A patent grants the holder (or “the patentee”) the exclusive right to make, use, sell, and import the patented invention for a limited time period. Patent rights are also territorial. In other words, the exclusive rights granted in a U.S. patent do not extend to other countries. Thus, if patent protection is desired in more than one country, a separate patent application must be filed and granted in each country.
It is also important to know that these patent rights vest initially in the inventor(s). Thus, in order to transfer these patent rights to your company, the inventor(s) must execute a patent assignment to the company. Best practice also dictates that a company employee or any third party consultant execute an agreement to acknowledge their obligation to assign their patent rights (as well as any other intellectual property rights) to the company before engaging in any work.

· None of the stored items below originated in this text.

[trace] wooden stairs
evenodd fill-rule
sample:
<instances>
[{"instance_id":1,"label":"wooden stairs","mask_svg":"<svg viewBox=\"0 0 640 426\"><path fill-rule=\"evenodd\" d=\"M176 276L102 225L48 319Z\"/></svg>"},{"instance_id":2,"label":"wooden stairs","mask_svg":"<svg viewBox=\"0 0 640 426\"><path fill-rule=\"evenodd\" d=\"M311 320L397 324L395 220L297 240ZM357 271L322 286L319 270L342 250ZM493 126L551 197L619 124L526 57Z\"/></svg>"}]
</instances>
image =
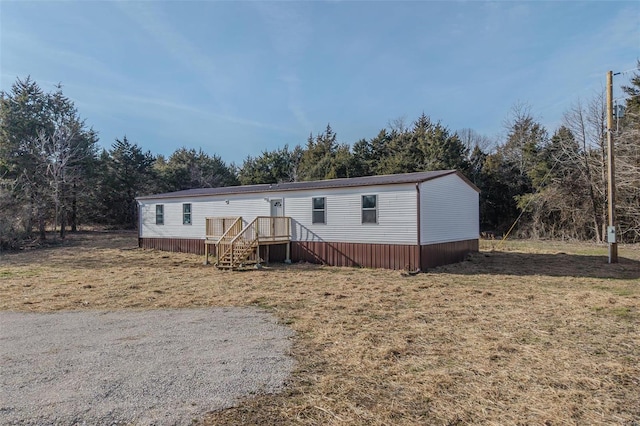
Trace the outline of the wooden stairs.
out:
<instances>
[{"instance_id":1,"label":"wooden stairs","mask_svg":"<svg viewBox=\"0 0 640 426\"><path fill-rule=\"evenodd\" d=\"M230 219L233 219L231 221ZM209 244L215 244L218 269L236 270L242 266L260 263L261 245L287 243L287 260L291 242L291 220L284 216L258 216L243 227L242 217L207 218L205 264L209 260ZM211 235L222 231L222 235Z\"/></svg>"},{"instance_id":2,"label":"wooden stairs","mask_svg":"<svg viewBox=\"0 0 640 426\"><path fill-rule=\"evenodd\" d=\"M235 270L250 263L260 263L258 257L258 240L239 240L232 244L218 244L216 251L220 253L216 261L218 269Z\"/></svg>"}]
</instances>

Protecting Your Original Works of Authorship
Copyrights can be used to protect your original works of authorship. Examples of such authored works may include software, training manuals, design specifications, and marketing brochures. A copyright grants the copyright holder the right to (i) reproduce the copyrighted work, (ii) prepare derivative works based upon the work, (iii) distribute copies of the work to the public, (iv) perform or display the copyrighted work publicly (if applicable).
A copyright comes into existence as soon as the work is fixed in a tangible medium of expression (e.g., paper, electronic document, file, etc.). Although not required, copyrights can be registered with the U.S. Copyright Office. However, in the U.S., a copyright infringement lawsuit cannot be brought until the holder registers their copyright. Typically, this process involves submitting at least a portion of the authored work.
Furthermore, the author of the work initially owns the copyright. However, like patent rights, ownership of a copyright can be transferred to others through a copyright assignment.
Protecting Your Confidential Information
Intellectual property in the form of confidential information can be protected as a trade secret. Trade secrets can include customer lists, business plans, and information that cannot be easily reverse engineered on how a product works. The most famous trade secret is the recipe for COCA-COLA®. The recipe has been held in secrecy for over 100 years. However, once the confidential information becomes known, it may no longer a trade secret. Therefore, with trade secrets, it is important to limit access to the confidential information to only those persons who need to know it. Best practices also dictate that a person with whom the confidential information is being shared sign a confidentiality / non-disclosure agreement.
It is important to have a strategy for protecting your company intellectual property. As reemphasized below, different aspects of your intellectual property may be protected in different ways.
- Trademarks for protecting your brand;
- Patents for protecting your innovations;
- Copyrights for protecting your original works of authorship; and
- Trade secrets for protecting your confidential information.